L’uomo abbozzò un mezzo sorriso imbarazzato. Le vite degli altri…
«Mi parli del Calamatta. Lo conosceva bene?»
«Capirà, s’era in cinque più i titolari, certo che ci si conosceva bene. Loris era anche simpatico, sa, e qualche volta ti dava il cavallo buono in una corsa. Detto questo, io a lui non avrei affidato neanche… neanche… ecco, neanche la Sissi» disse carezzando la gattina.

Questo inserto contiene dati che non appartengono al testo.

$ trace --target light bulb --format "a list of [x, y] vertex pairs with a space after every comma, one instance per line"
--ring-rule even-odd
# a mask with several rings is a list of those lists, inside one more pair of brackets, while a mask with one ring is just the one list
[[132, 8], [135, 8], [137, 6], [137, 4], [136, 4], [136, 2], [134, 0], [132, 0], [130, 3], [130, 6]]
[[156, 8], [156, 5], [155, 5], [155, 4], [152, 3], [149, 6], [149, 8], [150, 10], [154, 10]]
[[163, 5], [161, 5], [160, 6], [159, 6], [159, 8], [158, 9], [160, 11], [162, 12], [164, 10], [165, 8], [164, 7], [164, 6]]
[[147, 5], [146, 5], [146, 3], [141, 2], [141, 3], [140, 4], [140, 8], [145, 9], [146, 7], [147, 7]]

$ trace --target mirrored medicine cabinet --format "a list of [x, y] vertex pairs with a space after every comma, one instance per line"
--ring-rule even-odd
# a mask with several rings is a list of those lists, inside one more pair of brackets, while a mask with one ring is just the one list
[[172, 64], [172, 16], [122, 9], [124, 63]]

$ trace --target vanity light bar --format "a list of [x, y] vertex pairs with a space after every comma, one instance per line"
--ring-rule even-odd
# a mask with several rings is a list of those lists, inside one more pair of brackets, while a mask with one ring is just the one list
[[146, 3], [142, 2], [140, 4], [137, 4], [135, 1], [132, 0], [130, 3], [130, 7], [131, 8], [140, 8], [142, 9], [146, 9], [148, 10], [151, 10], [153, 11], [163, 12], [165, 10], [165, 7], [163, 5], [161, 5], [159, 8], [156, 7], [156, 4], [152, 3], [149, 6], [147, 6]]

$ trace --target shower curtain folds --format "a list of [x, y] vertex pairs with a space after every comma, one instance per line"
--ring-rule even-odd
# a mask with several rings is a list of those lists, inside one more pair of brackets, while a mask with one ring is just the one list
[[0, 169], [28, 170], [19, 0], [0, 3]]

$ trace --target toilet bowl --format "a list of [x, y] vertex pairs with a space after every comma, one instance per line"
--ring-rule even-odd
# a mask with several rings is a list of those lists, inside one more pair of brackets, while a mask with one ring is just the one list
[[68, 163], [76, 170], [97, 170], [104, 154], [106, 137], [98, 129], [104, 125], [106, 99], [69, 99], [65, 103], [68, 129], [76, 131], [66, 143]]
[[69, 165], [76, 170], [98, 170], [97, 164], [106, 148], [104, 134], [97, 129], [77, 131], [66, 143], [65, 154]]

«Ci avrebbe montato su qualcosa di strano anche su di lei, piccola».
«Aveva famiglia? Affetti?»
«Se sì, non traspariva traccia. Anzi, una volta dalla tasca del cappotto gli son caduti due…» abbassò la voce per istintivo riguardo alla moglie, «due preservativi, che non si usano con la propria donna, giusto? Comunque, le parole famiglia e moglie non le ha mai dette precedute dal possessivo mia».
«Non vi frequentavate, fuori dal lavoro?»
Beretta scosse il capo. «No. Ma era lui, soprattutto, a girare largo. Poi, sa, lui era alla contabilità, noi altri quattro a far andare i muscoli. Come si dice, a Milano? Due traslochi valgono un incendio. Anche per noi operai, mi creda».
«Qualcuno che se la sia presa in modo particolare?»
«Oh, be’, tutti, più o meno. Ma da qui a giurare vendetta… Sì, il Bruno, Bruno Viani, disse che se gli metteva le mani sopra lo avrebbe mazzato di botte, ma son cose che si dicono. E poi il Loris, prudente, aveva traslocato, stette per un due anni buoni alla macchia, tant’è che il Tribunale stesso ebbe difficoltà a reperirlo. E dopo, cosa vuole, la rabbia sfuma. Ma no, mi ci vedo mica il Bruno, io, che dopo dieci anni… e così, poi, col vino al metanolo… Ma non sarà stato piuttosto un incidente?»
«Può darsi, signor Beretta, può darsi. E Bruno Viani è morto».